Celle du sud, qui devint la voie Valérienne, se dirigeait vers le lac
Fucin [Celano] par Carsioli[14] et Alba, également
colonisées (451-453 [-303/-301]).
Ces deux places importantes, Alba surtout, qui était la clef du pays Marse,
reçurent une garnison de six mille hommes. Les petits peuples, au milieu
desquels se fondaient tous ces établissements ; les Ombriens, qui
défendirent opiniâtrement Nequinum ; les Æques, qui se ruèrent
sur Alba ; les Marses, qui assaillirent Carsioli, firent de vains
efforts pour empêcher les progrès de Rome : comme deux verrous de fer,
les deux forteresses fermèrent, sans empêchement désormais, les
communications entre l’Étrurie et le Samnium. Déjà nous avons fait mention
des grandes voies et des fortifications, levées ailleurs pour contenir
l’Apulie, et surtout pour assurer la possession de la Campanie. Par
elles, le Samnium se voyait à l’ouest et à l’est enveloppé dans un réseau de
postes militaires. Quant à l’Étrurie, rien ne caractérise mieux sa faiblesse
relative que la négligence manifeste des Romains à son égard : ils ne jugent
point nécessaire en effet de pousser une chaussée, et de construire des
places fortes au milieu de la forêt Ciminienne. De ce côté, la
forteresse frontière de Sutrium [Sutri] restait le dernier
point de la ligne militaire ; et Rome se contenta de faire entretenir à
l’état de voie praticable pour les troupes la route qui mène de là à Arretium[15].
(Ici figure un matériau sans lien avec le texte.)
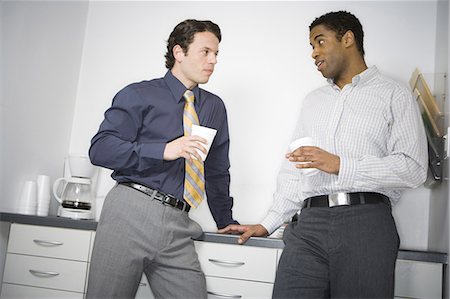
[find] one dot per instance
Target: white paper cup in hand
(304, 141)
(206, 133)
Les Samnites étaient trop braves pour ne pas comprendre
qu’une telle paix était plus funeste que la plus funeste des guerres : de la
pensé, ils passèrent aussitôt à l’action. À la même heure, les Celtes de
l’Italie du nord recommencèrent à s’agiter, après leur long repos. Dans ces
régions aussi, quelques peuplades Étrusques n’avaient point déposé les armes,
et de courtes trêves faisaient alternativement place à des luttes sanglantes,
mais sans résultats. Toute l’Italie centrale était en fermentation ; et
une partie du pays se soulevait ouvertement ; alors que les Romains n’avaient
encore ni achevé leurs citadelles, ni complètement fermé les passages entre
le Samnium et l’Étrurie. Peut-être n’était-il point trop tard, encore pour
sauver la liberté ! Mais il fallait saisir l’heure ; les
difficultés de la lutte croissaient, et sous la pression de la paix subie,
les forces de l’assaillant allaient diminuant tous les jours. Cinq années
s’étaient écoulées à peine. les blessures infligées aux rudes paysans du
Samnium, par une guerre de vingt-deux ans, saignaient encore. Dès l’an 456 [298 av. J.-C.]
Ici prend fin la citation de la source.